Prime considerazioni di carattere generale: con l’austerità ed il QE entrambi i sistemi vanno in affanno.
Infatti,
con il QE i tassi sono prossimi allo zero e quindi i sistemi a
capitalizzazione, per garantire le pensioni, necessitano di versamenti
contributivi maggiori, essendo il rendimento i prossimo allo zero.
Con
l’austerità entrano in difficoltà anche i sistemi a ripartizione,
poiché scendono drasticamente sia la produttività, che l’occupazione.
Si
può sicuramente affermare che le politiche economiche europee
conseguenti alla crisi del 2008 vanno decisamente contro i sistemi
pensionistici di qualunque tipo essi siano.
Ma
procediamo ad affrontare un tema di grande attualità e che interessa
direttamente anche lo scrivente: è possibile superare la legge Fornero
ed introdurre, ad esempio, una quota 100 quale somma tra l’età
anagrafica ( almeno 64 anni ) e gli anni di contribuzione versati, quale
nuovo limite per il godimento della pensione?

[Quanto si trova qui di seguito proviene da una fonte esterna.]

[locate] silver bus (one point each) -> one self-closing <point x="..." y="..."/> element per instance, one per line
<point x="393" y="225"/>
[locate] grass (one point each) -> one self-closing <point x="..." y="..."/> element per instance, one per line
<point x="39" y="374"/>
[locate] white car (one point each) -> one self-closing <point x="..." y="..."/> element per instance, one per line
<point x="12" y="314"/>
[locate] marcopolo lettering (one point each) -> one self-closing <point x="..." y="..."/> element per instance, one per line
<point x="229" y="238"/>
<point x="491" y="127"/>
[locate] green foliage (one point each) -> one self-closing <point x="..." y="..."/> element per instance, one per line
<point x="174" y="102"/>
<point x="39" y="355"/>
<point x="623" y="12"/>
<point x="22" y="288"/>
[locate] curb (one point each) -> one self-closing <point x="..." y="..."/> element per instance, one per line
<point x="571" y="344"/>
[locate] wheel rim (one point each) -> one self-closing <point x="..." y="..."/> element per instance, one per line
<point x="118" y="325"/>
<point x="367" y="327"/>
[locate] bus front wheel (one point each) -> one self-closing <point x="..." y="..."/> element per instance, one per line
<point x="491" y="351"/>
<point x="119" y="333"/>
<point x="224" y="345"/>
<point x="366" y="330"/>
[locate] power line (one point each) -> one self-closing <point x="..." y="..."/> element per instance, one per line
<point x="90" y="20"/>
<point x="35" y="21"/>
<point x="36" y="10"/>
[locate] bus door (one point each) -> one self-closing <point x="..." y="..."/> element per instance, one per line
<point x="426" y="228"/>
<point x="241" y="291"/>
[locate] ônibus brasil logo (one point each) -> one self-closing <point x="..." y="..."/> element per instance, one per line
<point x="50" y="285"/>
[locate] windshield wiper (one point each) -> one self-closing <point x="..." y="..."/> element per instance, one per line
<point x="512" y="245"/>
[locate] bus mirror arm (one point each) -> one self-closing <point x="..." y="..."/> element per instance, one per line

Il Governo ha messo tra i primi punti programmatici questo obiettivo, che è anche particolarmente sentito dagli elettori.
Secondo
Tito Boeri, presidente dell’INPS, non sarebbe possibile realizzarlo,
poiché il sistema nel lungo periodo non sarebbe sostenibile.
Tito Boeri ha ragione oppure dobbiamo inserirlo tra i neotolemaici di cui sopra?
A
leggere quanto è riportato in uno studio della Ragioneria di Stato, la
modifica ventilata dal Governo attuale sembrerebbe invece assolutamente
possibile e allora Boeri è un neotolemaico.
A chiarire meglio questo discorso interviene il grafico di seguito riportato.
Infatti,
come si può evincere dal grafico A, denominato “spesa pubblica per
pensioni in % di PIL, sotto differenti ipotesi normative” nel lungo
periodo, anno 2060, i risultati della legge Fornero ( curva color nero
grassetto) convergono con tutti i risultati garantiti dalle leggi
precedenti, riforma Dini compresa ( curva color marrone ) , che
addirittura sembrerebbe anche meno onerosa di tutte le altre per il PIL
dopo il 2045.
Ergo, la modifica è possibile ed è compatibile nel lungo periodo con i conti pubblici, denatalità compresa.
Allora, perché mai si afferma il contrario?
Sempre
secondo il summenzionato studio della Ragioneria di Stato, la legge
Fornero con riferimento all’anno 2050 garantisce un risparmio di circa
60 punti percentuali di PIL, che possiamo stimare in maniera molto
cautelativa pari a circa 1000 miliardi di euro, 25 miliardi all’anno,
che sono stati, sono e saranno sottratti ai pensionati italiani, me
compreso, e trasferiti ai detentori del debito pubblico oltre ai vari
M.E.S. e salvataggi bancari vari.
Si
può evincere che è solamente una scelta politica di allocazione delle
risorse ed in ogni caso il sistema pensionistico italiano è il più
stabile in Europa, così come sancisce apertis verbis lo studio sopra menzionato.
Concludo citando Mel Brooks ed il suo famoso film Frankenstein Junior: “ Si… può … fare!!!”